Mid-life Prayer
- Claudia Kessel
- Feb 15, 2021
- 1 min read
Updated: Feb 15, 2021
When will fear, stretched like a film,
no longer wrap the world in a haze
so that my eyes cannot discern its true forms,
making earth’s boundaries uncertain, approximate, impenetrable,
rendering me contorted, paralyzed,
cowering as a mouse in the darkness,
heart fluttering, bones fragile?
My mind, a slippery seal,
a fogged windshield.
I want to breathe like a stone.
Instead, I am a vine twisting upon itself
seeking, desperately, a branch upon which to cling.

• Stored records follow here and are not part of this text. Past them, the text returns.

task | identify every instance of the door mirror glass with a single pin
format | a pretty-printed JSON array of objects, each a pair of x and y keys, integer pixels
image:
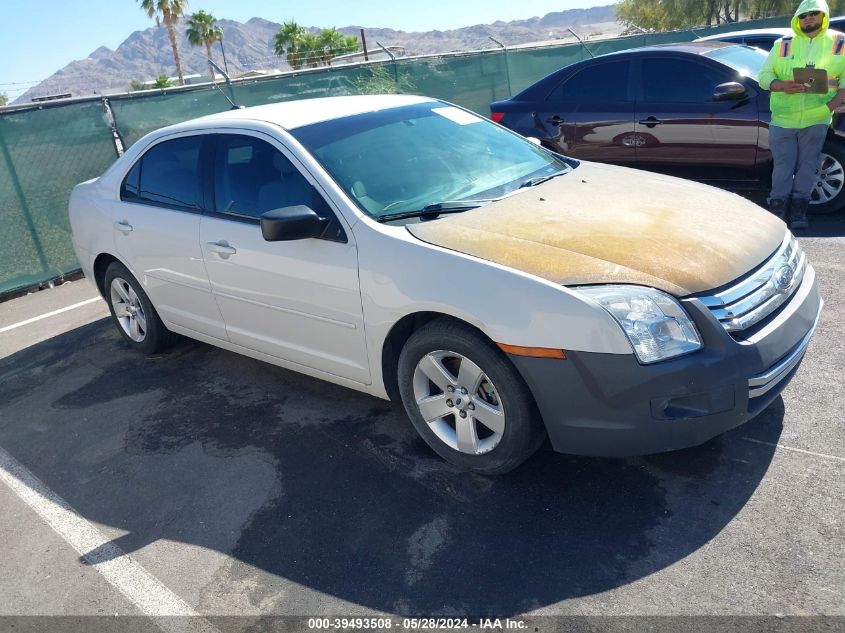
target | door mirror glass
[
  {"x": 731, "y": 91},
  {"x": 292, "y": 223}
]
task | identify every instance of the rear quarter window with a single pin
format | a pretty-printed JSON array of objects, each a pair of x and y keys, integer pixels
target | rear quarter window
[{"x": 167, "y": 175}]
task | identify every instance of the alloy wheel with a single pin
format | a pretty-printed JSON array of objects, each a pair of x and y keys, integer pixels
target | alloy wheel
[
  {"x": 830, "y": 179},
  {"x": 128, "y": 310},
  {"x": 459, "y": 402}
]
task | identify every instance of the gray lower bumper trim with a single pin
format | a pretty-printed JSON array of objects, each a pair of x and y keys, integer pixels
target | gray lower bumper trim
[{"x": 762, "y": 383}]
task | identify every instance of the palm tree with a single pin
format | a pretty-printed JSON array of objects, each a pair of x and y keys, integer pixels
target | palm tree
[
  {"x": 162, "y": 81},
  {"x": 203, "y": 29},
  {"x": 303, "y": 48},
  {"x": 168, "y": 11},
  {"x": 289, "y": 43}
]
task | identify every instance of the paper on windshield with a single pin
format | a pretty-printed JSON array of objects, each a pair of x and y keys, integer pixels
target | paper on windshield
[{"x": 457, "y": 115}]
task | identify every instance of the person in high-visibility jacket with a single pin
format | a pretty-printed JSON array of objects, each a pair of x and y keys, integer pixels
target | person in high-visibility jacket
[{"x": 800, "y": 118}]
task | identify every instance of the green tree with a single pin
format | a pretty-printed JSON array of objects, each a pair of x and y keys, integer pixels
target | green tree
[
  {"x": 288, "y": 42},
  {"x": 330, "y": 43},
  {"x": 204, "y": 30},
  {"x": 168, "y": 12},
  {"x": 302, "y": 48},
  {"x": 383, "y": 82},
  {"x": 676, "y": 14},
  {"x": 163, "y": 81}
]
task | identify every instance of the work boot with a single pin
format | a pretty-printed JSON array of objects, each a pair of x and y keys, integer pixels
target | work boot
[
  {"x": 798, "y": 213},
  {"x": 779, "y": 207}
]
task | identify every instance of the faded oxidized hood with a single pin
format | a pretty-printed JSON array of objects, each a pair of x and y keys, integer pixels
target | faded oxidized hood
[{"x": 603, "y": 224}]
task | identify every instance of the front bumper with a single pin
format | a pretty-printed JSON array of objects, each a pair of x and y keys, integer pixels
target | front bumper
[{"x": 610, "y": 405}]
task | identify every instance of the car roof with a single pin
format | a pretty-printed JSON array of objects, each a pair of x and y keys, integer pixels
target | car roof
[
  {"x": 697, "y": 47},
  {"x": 294, "y": 114},
  {"x": 774, "y": 32}
]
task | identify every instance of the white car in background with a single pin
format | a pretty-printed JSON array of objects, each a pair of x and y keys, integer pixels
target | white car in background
[{"x": 411, "y": 249}]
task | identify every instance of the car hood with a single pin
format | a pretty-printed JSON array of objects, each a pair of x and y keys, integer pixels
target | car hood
[{"x": 606, "y": 224}]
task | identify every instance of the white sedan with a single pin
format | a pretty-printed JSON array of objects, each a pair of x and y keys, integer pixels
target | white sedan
[{"x": 410, "y": 249}]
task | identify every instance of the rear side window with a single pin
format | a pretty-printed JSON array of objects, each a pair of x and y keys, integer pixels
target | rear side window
[
  {"x": 599, "y": 83},
  {"x": 167, "y": 175}
]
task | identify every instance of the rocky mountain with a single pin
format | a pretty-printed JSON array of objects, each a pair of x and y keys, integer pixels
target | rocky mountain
[{"x": 249, "y": 47}]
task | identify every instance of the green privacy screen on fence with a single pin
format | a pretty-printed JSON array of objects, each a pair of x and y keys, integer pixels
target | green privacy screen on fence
[{"x": 44, "y": 152}]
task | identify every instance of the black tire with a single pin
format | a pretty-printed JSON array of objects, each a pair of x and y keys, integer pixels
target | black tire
[
  {"x": 829, "y": 197},
  {"x": 132, "y": 312},
  {"x": 496, "y": 386}
]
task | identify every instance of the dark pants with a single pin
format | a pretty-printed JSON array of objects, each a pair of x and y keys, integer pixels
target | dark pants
[{"x": 796, "y": 155}]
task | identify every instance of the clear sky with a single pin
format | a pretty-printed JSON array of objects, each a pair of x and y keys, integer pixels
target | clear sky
[{"x": 37, "y": 38}]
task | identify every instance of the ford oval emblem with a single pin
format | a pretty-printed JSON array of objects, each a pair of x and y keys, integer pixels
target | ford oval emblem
[{"x": 783, "y": 278}]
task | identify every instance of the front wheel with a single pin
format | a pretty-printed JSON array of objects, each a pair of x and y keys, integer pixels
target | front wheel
[
  {"x": 466, "y": 400},
  {"x": 828, "y": 194}
]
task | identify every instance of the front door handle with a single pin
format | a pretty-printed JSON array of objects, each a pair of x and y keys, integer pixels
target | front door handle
[{"x": 222, "y": 248}]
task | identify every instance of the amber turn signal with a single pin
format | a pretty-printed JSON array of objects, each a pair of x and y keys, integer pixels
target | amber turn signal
[{"x": 536, "y": 352}]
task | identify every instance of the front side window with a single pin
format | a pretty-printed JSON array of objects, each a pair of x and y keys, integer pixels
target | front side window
[
  {"x": 167, "y": 175},
  {"x": 745, "y": 60},
  {"x": 252, "y": 177}
]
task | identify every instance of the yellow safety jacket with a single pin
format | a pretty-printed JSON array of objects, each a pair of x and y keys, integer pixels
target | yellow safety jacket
[{"x": 826, "y": 50}]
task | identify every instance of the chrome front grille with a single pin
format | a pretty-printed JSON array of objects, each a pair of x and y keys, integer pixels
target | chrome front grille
[
  {"x": 763, "y": 382},
  {"x": 757, "y": 295}
]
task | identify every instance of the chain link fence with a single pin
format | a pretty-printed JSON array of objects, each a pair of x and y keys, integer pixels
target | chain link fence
[{"x": 45, "y": 151}]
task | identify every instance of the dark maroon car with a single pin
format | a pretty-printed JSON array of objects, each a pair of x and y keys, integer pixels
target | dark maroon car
[{"x": 692, "y": 110}]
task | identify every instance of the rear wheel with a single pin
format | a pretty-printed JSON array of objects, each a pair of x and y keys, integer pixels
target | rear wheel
[
  {"x": 466, "y": 400},
  {"x": 133, "y": 313},
  {"x": 828, "y": 194}
]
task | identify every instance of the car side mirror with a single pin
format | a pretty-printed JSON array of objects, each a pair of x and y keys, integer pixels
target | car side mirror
[
  {"x": 730, "y": 91},
  {"x": 292, "y": 223}
]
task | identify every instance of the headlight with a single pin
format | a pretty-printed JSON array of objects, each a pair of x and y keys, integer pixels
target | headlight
[{"x": 655, "y": 323}]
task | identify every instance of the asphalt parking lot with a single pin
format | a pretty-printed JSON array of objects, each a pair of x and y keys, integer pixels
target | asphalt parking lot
[{"x": 200, "y": 482}]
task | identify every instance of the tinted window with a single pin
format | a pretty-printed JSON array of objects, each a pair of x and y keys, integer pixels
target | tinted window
[
  {"x": 761, "y": 42},
  {"x": 252, "y": 177},
  {"x": 744, "y": 60},
  {"x": 169, "y": 174},
  {"x": 600, "y": 83},
  {"x": 679, "y": 81},
  {"x": 132, "y": 183}
]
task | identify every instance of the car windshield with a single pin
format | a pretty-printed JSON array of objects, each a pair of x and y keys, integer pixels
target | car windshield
[
  {"x": 746, "y": 60},
  {"x": 425, "y": 158}
]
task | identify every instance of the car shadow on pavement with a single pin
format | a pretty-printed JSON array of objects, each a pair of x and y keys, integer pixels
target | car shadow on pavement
[{"x": 314, "y": 484}]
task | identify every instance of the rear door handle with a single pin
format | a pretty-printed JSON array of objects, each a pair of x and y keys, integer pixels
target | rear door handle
[
  {"x": 650, "y": 121},
  {"x": 222, "y": 248}
]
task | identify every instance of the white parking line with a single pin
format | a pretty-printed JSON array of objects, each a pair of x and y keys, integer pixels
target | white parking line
[
  {"x": 142, "y": 588},
  {"x": 797, "y": 450},
  {"x": 49, "y": 314}
]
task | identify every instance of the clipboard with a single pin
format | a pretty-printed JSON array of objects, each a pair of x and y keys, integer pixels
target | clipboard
[{"x": 815, "y": 79}]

My organs contract, hold their breath,
my eyes refuse to focus,
like a pitch that will not tune.
My edges ambiguous, undefined.
A wet, silvery fish,
gasping, flailing.
When will the opaque fog of fear
drift or disintegrate,
its shroud slip off my shoulders
like a nightgown before love making?
My feet yearn for soil.
I search for my center, pray for the solidity of my bones.
My brain, a psychiatric ward—my thoughts a rubber ball,
bouncing endlessly from corner to corner
jailed by electric white walls.
My spirit a hollow-boned bird,
trembling, restless to take flight,
ascending, aiming for that crack in the clouds
where the God-Sun peaks through in its radiance
to comfort us.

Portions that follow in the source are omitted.